Где же, на каких кругах
жёсткой логики сомненья,
кто же – искрою мгновенья –
разомкнул тугой капкан?
Дочь крестьянского замеса –
от ребра его раба –
к бедной девушке предместий
подвела царя тропа.
В винограднике пропал
астериск лучистый перстня –
отголосок древних вер с ним –
геммы тонкая резьба.
Нежный голос – где-то возле
орошающей воды –
переливы зной доносит,
сердце сладко прихватив.
Незатейливый мотив –
песня девушки-подростка.
Медный волос. Лозы, грозди
правит – взгляд не обратит.
“Чей же это дивный голос?”
– Покажи-ка мне лицо –
“что за чудный витый волос” –
Бог тебя ваял резцом,
что бы сделать образцом
дочерям взращённым в холе
(часто вопреки их воле) –
ты их всех затмишь красой.
Та невольно обернулась –
“кто досужен поутру?”
Догадалась – по лицу ли? –
здесь не тот, кто знает труд
земледельца.
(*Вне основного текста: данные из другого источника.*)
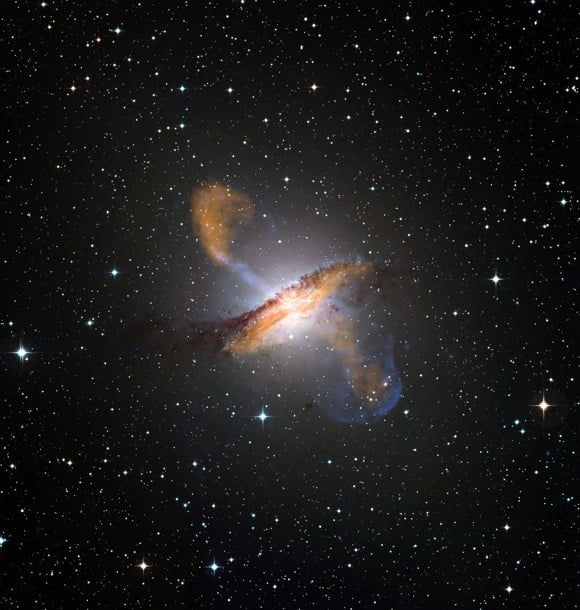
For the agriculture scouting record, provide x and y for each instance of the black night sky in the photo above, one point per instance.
(144, 466)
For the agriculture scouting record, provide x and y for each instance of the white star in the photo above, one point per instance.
(543, 405)
(263, 417)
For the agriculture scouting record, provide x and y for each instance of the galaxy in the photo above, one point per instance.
(290, 313)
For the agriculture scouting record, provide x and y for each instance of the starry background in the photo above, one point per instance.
(437, 138)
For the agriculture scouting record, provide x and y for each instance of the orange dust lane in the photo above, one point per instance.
(300, 301)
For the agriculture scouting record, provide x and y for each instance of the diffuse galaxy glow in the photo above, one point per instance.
(329, 300)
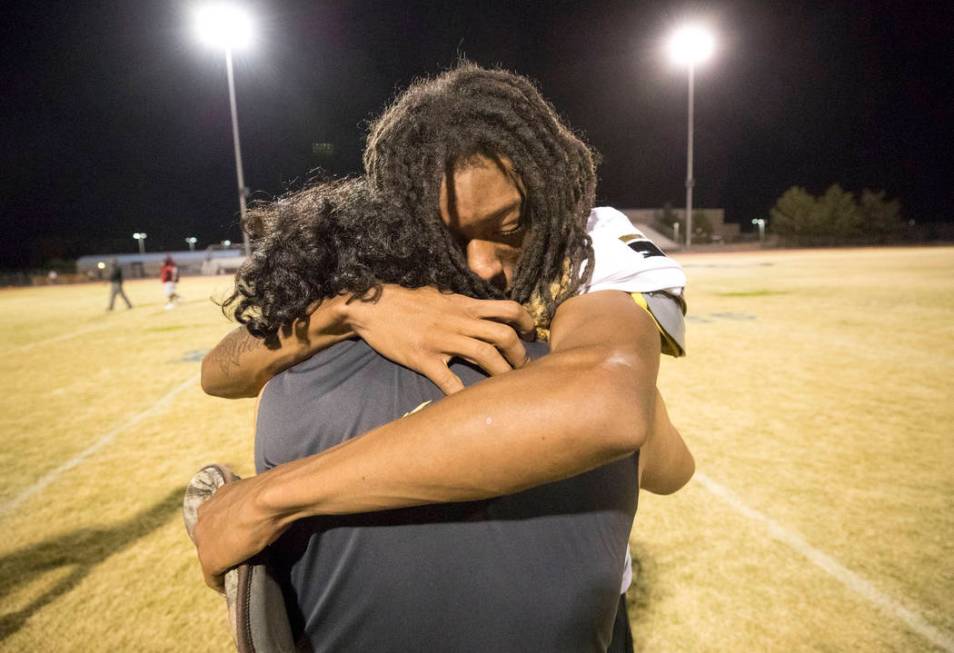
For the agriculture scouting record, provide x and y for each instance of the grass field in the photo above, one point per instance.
(816, 398)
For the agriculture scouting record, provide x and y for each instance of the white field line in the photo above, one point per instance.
(63, 336)
(160, 405)
(853, 581)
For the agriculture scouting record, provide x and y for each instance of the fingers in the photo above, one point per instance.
(502, 337)
(506, 311)
(440, 375)
(483, 354)
(216, 582)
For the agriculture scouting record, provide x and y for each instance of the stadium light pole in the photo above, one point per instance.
(141, 237)
(760, 222)
(689, 46)
(228, 27)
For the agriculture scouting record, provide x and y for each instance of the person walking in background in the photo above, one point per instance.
(116, 285)
(169, 275)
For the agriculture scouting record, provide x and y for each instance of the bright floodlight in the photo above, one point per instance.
(224, 26)
(691, 44)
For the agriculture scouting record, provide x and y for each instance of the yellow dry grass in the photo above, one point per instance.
(816, 392)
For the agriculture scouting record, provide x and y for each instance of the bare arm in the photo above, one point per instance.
(665, 463)
(500, 436)
(419, 328)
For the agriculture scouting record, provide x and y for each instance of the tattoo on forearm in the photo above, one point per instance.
(230, 350)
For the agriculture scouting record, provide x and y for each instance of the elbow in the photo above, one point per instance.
(208, 384)
(623, 394)
(676, 480)
(211, 385)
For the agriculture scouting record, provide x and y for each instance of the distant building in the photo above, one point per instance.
(211, 261)
(721, 230)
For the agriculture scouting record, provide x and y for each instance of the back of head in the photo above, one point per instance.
(324, 240)
(440, 122)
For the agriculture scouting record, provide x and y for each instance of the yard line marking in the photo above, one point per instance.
(853, 581)
(161, 404)
(63, 336)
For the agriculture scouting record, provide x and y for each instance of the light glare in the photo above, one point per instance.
(223, 26)
(691, 44)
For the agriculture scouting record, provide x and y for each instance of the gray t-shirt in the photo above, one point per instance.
(534, 571)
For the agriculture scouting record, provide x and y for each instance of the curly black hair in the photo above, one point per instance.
(327, 239)
(438, 123)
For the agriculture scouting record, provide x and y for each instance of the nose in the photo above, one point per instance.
(483, 260)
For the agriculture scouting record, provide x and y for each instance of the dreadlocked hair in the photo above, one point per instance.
(328, 239)
(437, 124)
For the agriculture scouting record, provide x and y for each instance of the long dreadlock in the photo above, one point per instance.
(438, 123)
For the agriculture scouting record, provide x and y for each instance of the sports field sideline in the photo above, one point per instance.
(816, 398)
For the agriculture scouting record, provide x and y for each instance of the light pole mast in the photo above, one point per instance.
(690, 182)
(239, 172)
(229, 27)
(690, 45)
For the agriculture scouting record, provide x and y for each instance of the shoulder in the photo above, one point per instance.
(625, 259)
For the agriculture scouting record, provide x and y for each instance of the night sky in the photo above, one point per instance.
(113, 119)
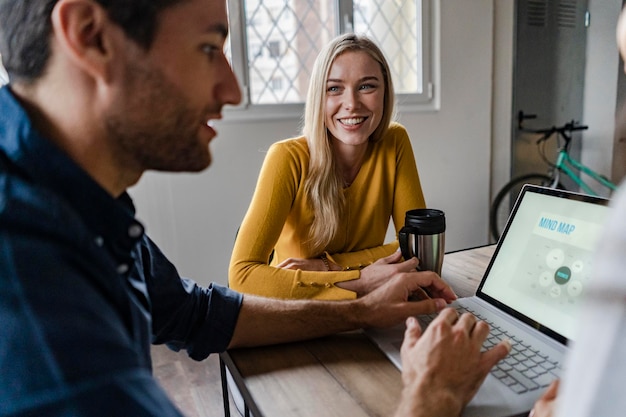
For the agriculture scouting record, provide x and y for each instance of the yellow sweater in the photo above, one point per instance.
(279, 219)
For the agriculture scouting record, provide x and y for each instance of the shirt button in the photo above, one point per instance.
(135, 231)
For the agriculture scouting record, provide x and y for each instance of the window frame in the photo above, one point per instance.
(426, 101)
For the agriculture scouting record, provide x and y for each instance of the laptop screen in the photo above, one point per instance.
(543, 264)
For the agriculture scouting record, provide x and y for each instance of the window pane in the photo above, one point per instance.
(283, 38)
(395, 26)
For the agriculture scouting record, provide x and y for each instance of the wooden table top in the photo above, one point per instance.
(339, 375)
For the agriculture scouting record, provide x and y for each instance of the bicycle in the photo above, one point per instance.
(565, 165)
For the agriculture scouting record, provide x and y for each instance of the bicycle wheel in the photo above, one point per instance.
(504, 200)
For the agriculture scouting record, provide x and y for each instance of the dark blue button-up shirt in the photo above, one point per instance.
(83, 291)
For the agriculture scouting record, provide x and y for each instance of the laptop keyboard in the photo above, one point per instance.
(525, 368)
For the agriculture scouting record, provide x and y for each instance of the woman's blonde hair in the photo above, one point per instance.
(324, 182)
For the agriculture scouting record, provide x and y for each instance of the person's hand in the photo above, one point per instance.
(544, 407)
(392, 302)
(378, 273)
(443, 368)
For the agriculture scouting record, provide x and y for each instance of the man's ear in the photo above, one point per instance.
(81, 28)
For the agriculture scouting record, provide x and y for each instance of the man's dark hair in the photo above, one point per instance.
(25, 28)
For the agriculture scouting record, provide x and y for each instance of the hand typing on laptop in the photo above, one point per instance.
(444, 367)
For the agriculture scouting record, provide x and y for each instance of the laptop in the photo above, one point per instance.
(530, 293)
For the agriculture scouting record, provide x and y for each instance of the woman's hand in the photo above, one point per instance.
(376, 274)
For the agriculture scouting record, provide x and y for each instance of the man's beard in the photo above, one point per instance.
(152, 128)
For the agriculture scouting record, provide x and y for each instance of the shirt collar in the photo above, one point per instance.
(48, 166)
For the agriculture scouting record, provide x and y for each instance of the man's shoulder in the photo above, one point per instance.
(25, 206)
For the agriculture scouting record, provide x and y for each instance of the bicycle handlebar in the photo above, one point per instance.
(562, 130)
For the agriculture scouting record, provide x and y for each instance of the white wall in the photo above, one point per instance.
(194, 218)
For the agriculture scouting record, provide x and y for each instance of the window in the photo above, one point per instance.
(293, 31)
(4, 77)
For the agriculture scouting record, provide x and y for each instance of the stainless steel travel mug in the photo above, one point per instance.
(423, 236)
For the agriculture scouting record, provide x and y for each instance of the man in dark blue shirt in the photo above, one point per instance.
(100, 92)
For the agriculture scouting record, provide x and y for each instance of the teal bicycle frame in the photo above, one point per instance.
(563, 163)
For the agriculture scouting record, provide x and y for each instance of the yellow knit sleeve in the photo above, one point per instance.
(280, 179)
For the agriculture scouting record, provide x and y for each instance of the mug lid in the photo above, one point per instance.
(427, 221)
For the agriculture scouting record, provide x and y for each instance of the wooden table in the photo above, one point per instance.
(340, 375)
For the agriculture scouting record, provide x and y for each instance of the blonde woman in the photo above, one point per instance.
(318, 219)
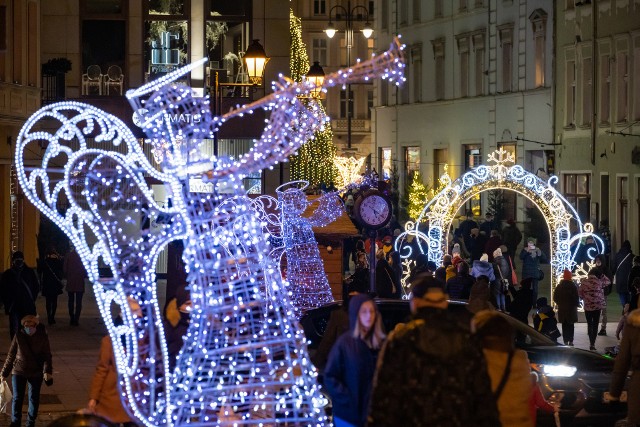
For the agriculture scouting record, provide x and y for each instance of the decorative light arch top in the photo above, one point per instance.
(503, 174)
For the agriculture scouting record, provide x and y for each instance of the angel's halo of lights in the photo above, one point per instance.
(244, 360)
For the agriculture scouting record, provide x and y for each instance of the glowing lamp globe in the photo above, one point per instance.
(255, 60)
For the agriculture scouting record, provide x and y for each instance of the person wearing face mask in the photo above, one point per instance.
(29, 360)
(19, 288)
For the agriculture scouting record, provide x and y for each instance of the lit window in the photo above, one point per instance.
(319, 7)
(386, 166)
(605, 88)
(539, 22)
(622, 83)
(320, 50)
(416, 73)
(438, 53)
(570, 119)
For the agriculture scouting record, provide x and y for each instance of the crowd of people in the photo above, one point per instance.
(459, 373)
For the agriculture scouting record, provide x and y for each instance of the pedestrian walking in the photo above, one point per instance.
(627, 360)
(508, 368)
(19, 288)
(602, 265)
(544, 319)
(511, 237)
(634, 283)
(52, 277)
(591, 291)
(566, 298)
(521, 300)
(104, 396)
(386, 287)
(532, 257)
(29, 360)
(459, 286)
(621, 269)
(480, 295)
(430, 372)
(352, 362)
(75, 273)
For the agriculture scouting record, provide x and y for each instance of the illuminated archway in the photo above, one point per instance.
(502, 174)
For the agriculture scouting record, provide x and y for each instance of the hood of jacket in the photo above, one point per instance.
(355, 302)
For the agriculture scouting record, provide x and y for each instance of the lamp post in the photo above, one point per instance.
(349, 15)
(255, 59)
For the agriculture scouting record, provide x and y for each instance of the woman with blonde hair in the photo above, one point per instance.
(352, 362)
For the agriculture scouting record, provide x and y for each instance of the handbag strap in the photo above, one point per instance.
(505, 377)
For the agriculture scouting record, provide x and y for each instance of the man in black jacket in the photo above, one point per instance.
(19, 288)
(430, 372)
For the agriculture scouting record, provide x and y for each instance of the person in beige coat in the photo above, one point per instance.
(504, 361)
(104, 396)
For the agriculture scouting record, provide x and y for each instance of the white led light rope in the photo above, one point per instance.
(244, 359)
(557, 211)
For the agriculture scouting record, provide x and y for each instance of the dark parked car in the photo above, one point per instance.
(574, 377)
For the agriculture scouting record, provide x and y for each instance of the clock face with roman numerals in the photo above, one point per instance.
(374, 210)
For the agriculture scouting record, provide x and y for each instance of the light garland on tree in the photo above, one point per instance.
(314, 160)
(244, 359)
(348, 170)
(440, 211)
(308, 284)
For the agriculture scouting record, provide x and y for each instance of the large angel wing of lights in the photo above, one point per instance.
(91, 182)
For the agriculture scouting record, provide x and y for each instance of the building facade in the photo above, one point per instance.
(597, 102)
(479, 77)
(113, 46)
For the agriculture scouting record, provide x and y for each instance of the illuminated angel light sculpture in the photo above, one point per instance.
(308, 284)
(244, 360)
(502, 174)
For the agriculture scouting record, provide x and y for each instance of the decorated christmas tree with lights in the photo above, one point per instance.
(244, 359)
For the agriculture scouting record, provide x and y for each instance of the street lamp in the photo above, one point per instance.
(255, 59)
(349, 15)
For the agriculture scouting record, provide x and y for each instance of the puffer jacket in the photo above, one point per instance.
(566, 297)
(591, 291)
(29, 355)
(483, 268)
(432, 373)
(349, 371)
(629, 359)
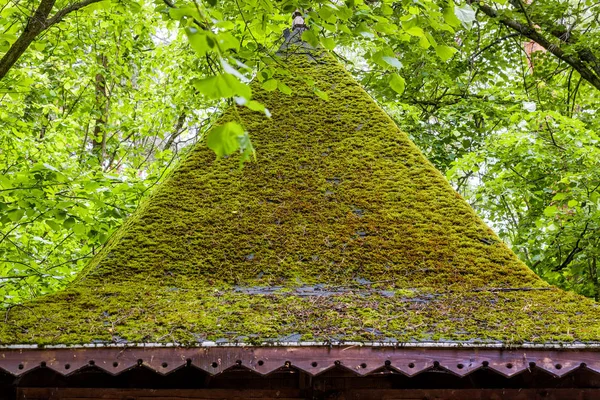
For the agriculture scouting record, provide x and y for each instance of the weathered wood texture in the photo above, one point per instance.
(370, 394)
(311, 360)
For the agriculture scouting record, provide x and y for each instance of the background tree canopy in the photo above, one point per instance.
(99, 98)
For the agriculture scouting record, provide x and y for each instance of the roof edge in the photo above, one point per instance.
(209, 344)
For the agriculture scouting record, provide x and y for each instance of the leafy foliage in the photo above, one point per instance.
(102, 104)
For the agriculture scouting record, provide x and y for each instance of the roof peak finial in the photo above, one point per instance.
(298, 20)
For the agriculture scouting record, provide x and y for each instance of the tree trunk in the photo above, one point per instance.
(36, 25)
(99, 134)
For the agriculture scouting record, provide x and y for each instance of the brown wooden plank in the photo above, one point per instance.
(312, 360)
(153, 394)
(362, 394)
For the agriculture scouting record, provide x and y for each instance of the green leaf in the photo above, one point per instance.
(69, 222)
(550, 211)
(450, 17)
(224, 139)
(445, 52)
(415, 31)
(197, 40)
(393, 61)
(79, 229)
(16, 214)
(397, 83)
(328, 43)
(465, 14)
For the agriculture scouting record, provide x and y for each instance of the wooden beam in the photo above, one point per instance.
(293, 394)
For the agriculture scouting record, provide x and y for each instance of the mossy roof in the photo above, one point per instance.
(340, 231)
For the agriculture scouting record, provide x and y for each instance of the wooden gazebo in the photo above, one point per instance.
(340, 265)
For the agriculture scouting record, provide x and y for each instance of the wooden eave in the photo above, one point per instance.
(311, 360)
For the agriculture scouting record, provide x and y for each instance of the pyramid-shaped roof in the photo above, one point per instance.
(341, 231)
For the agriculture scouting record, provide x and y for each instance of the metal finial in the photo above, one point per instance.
(298, 20)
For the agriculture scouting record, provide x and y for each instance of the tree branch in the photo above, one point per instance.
(37, 24)
(577, 63)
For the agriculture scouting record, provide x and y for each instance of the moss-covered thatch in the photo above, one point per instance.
(340, 231)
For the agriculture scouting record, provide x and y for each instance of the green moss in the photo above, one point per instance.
(339, 198)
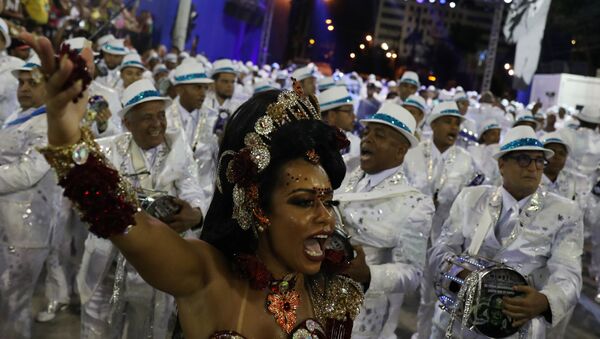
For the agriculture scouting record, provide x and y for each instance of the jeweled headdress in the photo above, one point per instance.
(244, 166)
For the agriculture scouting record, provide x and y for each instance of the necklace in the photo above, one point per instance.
(282, 300)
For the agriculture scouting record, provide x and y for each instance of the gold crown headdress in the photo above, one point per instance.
(245, 164)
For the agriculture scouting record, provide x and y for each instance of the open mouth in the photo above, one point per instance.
(314, 247)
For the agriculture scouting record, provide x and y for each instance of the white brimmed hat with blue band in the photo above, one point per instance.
(325, 83)
(526, 116)
(132, 60)
(4, 32)
(304, 73)
(443, 109)
(224, 66)
(31, 64)
(556, 138)
(139, 92)
(116, 47)
(264, 85)
(191, 73)
(410, 77)
(397, 117)
(522, 138)
(417, 101)
(487, 125)
(589, 113)
(334, 97)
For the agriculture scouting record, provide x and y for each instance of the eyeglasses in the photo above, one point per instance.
(523, 160)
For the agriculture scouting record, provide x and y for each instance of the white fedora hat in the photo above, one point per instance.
(115, 46)
(334, 97)
(556, 138)
(325, 83)
(589, 114)
(304, 73)
(31, 64)
(526, 116)
(5, 33)
(443, 109)
(132, 60)
(397, 117)
(263, 85)
(191, 73)
(417, 101)
(522, 138)
(139, 92)
(487, 125)
(410, 77)
(224, 66)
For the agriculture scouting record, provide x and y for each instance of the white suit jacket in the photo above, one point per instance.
(174, 173)
(546, 248)
(455, 171)
(28, 189)
(391, 222)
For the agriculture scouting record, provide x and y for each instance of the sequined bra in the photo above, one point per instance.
(307, 329)
(335, 308)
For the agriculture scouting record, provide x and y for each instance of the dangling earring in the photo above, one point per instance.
(263, 221)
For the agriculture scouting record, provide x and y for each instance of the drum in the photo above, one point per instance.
(477, 300)
(158, 205)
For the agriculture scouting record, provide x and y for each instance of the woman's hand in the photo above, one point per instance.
(64, 116)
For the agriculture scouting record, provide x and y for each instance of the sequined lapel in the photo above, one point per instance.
(528, 213)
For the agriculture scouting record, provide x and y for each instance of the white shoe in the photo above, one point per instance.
(50, 312)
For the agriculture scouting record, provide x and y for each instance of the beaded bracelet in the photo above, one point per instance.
(104, 199)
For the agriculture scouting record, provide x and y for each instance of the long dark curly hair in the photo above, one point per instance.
(289, 142)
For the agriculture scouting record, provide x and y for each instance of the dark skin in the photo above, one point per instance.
(416, 113)
(193, 271)
(30, 93)
(557, 162)
(490, 137)
(147, 124)
(381, 147)
(224, 85)
(130, 75)
(520, 183)
(341, 117)
(445, 131)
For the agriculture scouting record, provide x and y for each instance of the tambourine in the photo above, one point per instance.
(159, 205)
(494, 281)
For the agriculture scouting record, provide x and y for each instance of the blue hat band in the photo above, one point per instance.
(343, 100)
(551, 140)
(491, 126)
(263, 88)
(31, 65)
(521, 143)
(143, 95)
(114, 48)
(390, 119)
(132, 63)
(414, 103)
(191, 76)
(450, 111)
(527, 118)
(325, 87)
(224, 70)
(410, 81)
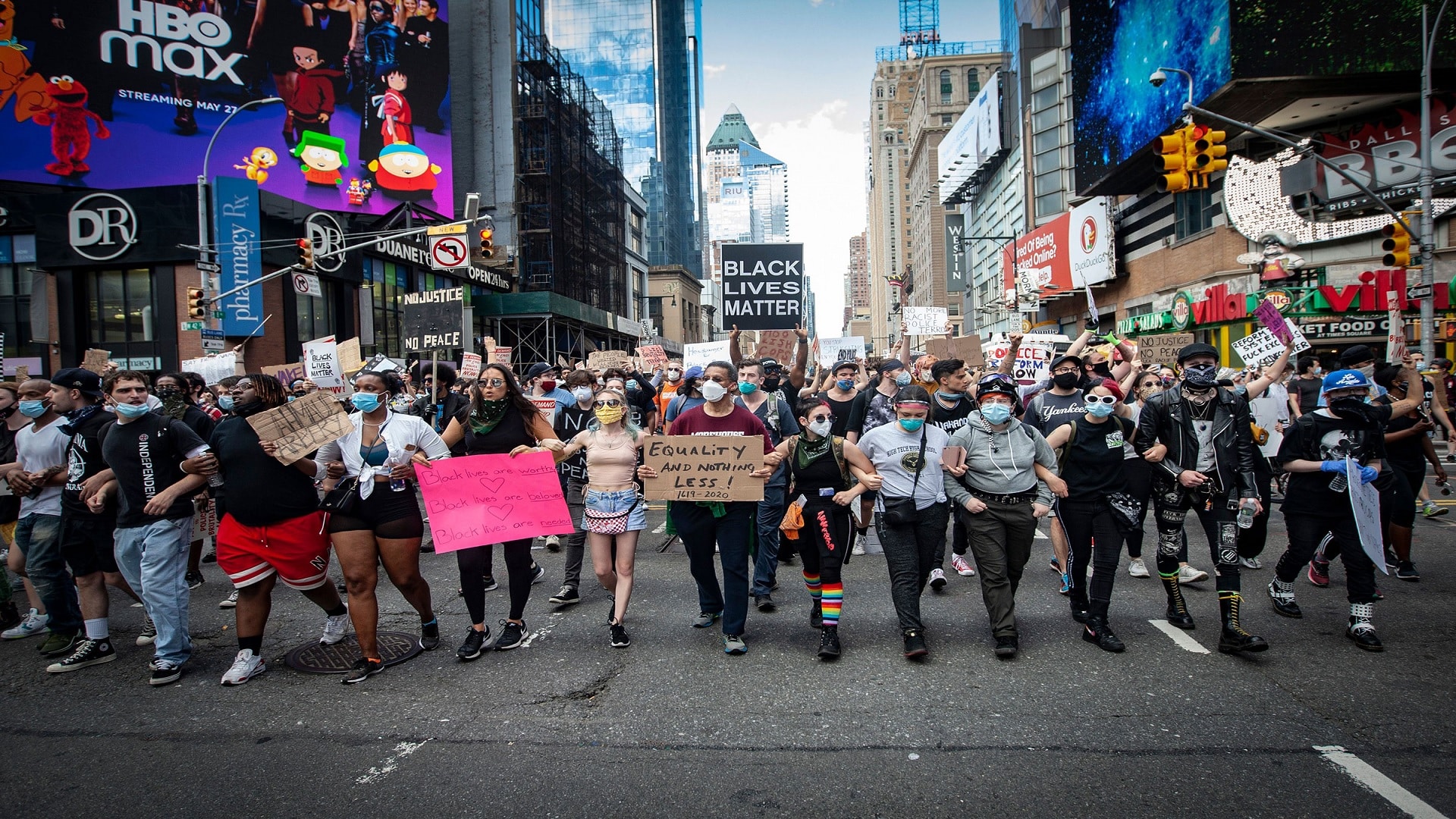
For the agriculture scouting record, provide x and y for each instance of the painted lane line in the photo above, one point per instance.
(391, 763)
(1178, 635)
(1382, 786)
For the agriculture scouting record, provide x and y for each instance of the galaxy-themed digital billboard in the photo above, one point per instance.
(126, 93)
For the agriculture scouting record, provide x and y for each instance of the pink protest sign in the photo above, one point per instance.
(492, 499)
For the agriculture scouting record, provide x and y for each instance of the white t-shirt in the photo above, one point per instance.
(36, 450)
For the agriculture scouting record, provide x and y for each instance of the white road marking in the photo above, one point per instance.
(391, 763)
(1178, 635)
(1382, 786)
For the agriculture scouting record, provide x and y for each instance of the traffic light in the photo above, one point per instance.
(196, 303)
(1397, 245)
(1172, 162)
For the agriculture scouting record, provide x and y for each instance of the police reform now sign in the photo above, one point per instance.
(764, 286)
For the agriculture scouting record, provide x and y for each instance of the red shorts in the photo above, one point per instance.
(297, 550)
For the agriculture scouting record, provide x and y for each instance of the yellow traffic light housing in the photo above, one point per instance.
(196, 303)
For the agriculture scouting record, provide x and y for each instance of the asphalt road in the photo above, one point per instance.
(672, 726)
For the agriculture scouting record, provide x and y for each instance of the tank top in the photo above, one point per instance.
(507, 435)
(1095, 463)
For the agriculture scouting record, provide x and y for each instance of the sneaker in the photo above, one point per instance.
(165, 672)
(89, 653)
(363, 670)
(1190, 575)
(57, 645)
(245, 667)
(565, 598)
(1320, 573)
(619, 635)
(149, 632)
(473, 643)
(31, 626)
(430, 634)
(511, 635)
(962, 566)
(334, 629)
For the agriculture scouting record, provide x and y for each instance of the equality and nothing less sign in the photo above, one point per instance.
(492, 499)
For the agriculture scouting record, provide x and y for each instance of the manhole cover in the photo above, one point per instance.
(316, 657)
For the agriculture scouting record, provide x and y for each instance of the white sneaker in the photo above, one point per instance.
(245, 668)
(335, 629)
(1190, 575)
(31, 626)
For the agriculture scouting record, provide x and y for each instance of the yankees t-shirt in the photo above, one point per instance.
(147, 457)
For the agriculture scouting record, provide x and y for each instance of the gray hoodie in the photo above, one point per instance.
(1006, 468)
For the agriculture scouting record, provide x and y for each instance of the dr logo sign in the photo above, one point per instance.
(171, 41)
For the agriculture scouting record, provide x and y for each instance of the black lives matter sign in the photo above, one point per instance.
(764, 286)
(435, 319)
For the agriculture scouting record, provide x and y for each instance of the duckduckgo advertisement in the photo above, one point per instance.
(126, 93)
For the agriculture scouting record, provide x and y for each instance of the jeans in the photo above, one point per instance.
(909, 554)
(699, 531)
(766, 563)
(39, 539)
(153, 560)
(1001, 539)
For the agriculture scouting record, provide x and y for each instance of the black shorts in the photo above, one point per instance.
(88, 542)
(386, 513)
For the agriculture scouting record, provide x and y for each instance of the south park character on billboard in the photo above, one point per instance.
(161, 76)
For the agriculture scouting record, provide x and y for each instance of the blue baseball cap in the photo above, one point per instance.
(1345, 379)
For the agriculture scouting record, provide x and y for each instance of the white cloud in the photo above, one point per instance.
(826, 162)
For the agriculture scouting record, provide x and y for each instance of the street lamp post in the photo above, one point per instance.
(204, 246)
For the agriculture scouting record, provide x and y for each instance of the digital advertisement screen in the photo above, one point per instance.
(124, 93)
Ветер крут –
платье кожицей прильнуло –
покраснели щёки, скулы:
в наготе увидел люд.
– Подойди ко мне, не бойся –
я один из царских слуг. –
Подступила – ножки босы –
подобрав рукой полу.
– Вот, надел отца полю –
и к нему с вопросом просто:
– Что здесь ищешь утром росным?…
– Что ищу я? Поцелуй.
В нём одном мне жизнь и счастье:
провидение само
нашей встрече сопричастно –
вот скала Аэромон –
я клянусь – и Соломон
клялся Именем негласным,
руку голубиноглазой
заключив своей в замок.
– Нам назначена судьбою
встреча на тропе земной.
– Что ты делаешь со мною?!
Что ты делаешь со мной?…
– Губы жаром мне омой –
нет спасения от зноя.
Не беги – нас только двое…
– Мне пора… пора домой…
Кто-то ходит там, не надо…
Нет, оставь, повремени –
за кустами винограда
кто-то прячется в тени…
– Тень и нас уединит –
жди меня – в огне заката
день сойдёт,…
– Твоя рука так…
– …лунный рог войдёт в зенит.
Вместе с ним сегодня ночью
я войду к любимой в дом.
“Нет” сказать губами хочешь?
Но глаза не лгут о том,
что мы скажем ложно ртом.
– Дом наш временем источен…
Там среди камней источник… –
и умолкла со стыдом.
Эта пламенная нежность
презирающая смерть –
за податливостью внешней
(так в любви беспечен смерд)
царь сумел (одной из мер –
той, что над сознаньем брезжит)
сердца распознать безбрежность,
раскрывающего дверь.
Никогда так ясно-светел
не всходил на царский трон
Соломон. Истцам ответил –
возмещая их урон,
несуровый дал урок
обвиняемым – в беседе –
так, как будто это дети –
порицая их порок.
Никогда он прежде не был
столь уступчив, что иным,
до сего пылая гневом,
в этот день сложил вины.
И, как ни был бы ревнив
жрец Молоха, идол древний
не пожрал в седьмое чрево
ни единой головни.
Вечереет. Старый город.
Скоро лавки позапрут.
Ноги юности и споры,
и упруги словно прут:
словно камешками в пруд
серебро бросала сором
Суламифь – за каплю вздора –
ту, что пальцы разотрут.
Благовонья, эликсиры,
стебли жухлые на вид,
запах ладана и смирны,
пряность корня и травы.
Глаз не скоро попривык –
полусумрак, ниша, ширма…
Египтянин ищет мирру –
смолку чувственной любви.
Ночь. Звенящие цикады
обезумели в кустах.
В небе лунная громада,
тень решётки на холстах.
Пульс висками неспроста –
кровь готова расплескаться –
встреча с милым так близка – так
мошка кружит у костра.
Поборов впервые робость,
опускает Суламифь
одеяния – на обувь –
наготу свою омыть –
шёлк девичьих пирамид –
ароматом мирры – оба
холмика льняные, что бы
Соломону угодить.
Каждый час теснит оковы –
душу давит – “Не придёт!
Как была я бестолкова –
препираясь – и притом
на пустом. Отыщет дом?
Голос слышу… Иегова! –
тело сон мне – козни, ковы! –
вяжет цепью золотой”.
“Отвори, сестра, скорее.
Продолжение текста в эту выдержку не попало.